Initial stage of degradation process of alumina-silica refractory by molten Al-5Mg alloy

Abstract

Initial stages of the refractory degradation process by molten Al-5Mg alloy were investigated by analyzing the degradation structures caused by an interaction with molten metal during heat cycles. The refractory aggregate, found to be poly-crystalline, consisting of cristobalite (SiO₂) and mullite (Al₆Si₂O₁₃), was deteriorated ahead of the surrounding matrix. Metal permeated into the refractory, forming a thin metal layer along the crucible surface below the molten metal line at an early stage of degradation process, which would later serve as the bases for the metal infiltration path through the refractory above the molten metal line.
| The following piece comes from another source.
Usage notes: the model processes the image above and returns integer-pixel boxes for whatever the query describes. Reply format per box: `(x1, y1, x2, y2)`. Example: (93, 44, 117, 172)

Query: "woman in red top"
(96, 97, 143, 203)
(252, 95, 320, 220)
A discontinuous film (thickness<3μm), most likely MgAl₂O₄, was formed at the “melt / refractory” interface. At the experimental temperature of 1150°C, Mg in the molten metal would build up as Mg gas at MgAl₂O₄ film/refractory interface and easily diffuse into the aggregate body and react with the aggregate components of SiO₂ and Al₆Si₂O₁₃ to form MgAl₂O₄ and Al-Mg-Si-O compounds. This was followed by the molten metal infiltration into the refractory while reducing the Al-Mg-Si-O compound to form MgAl₂O₄. Through the initial degradation process MgAl₂O₄ would finally form in a successive chain of reactions, resulting in deterioration of the crucible.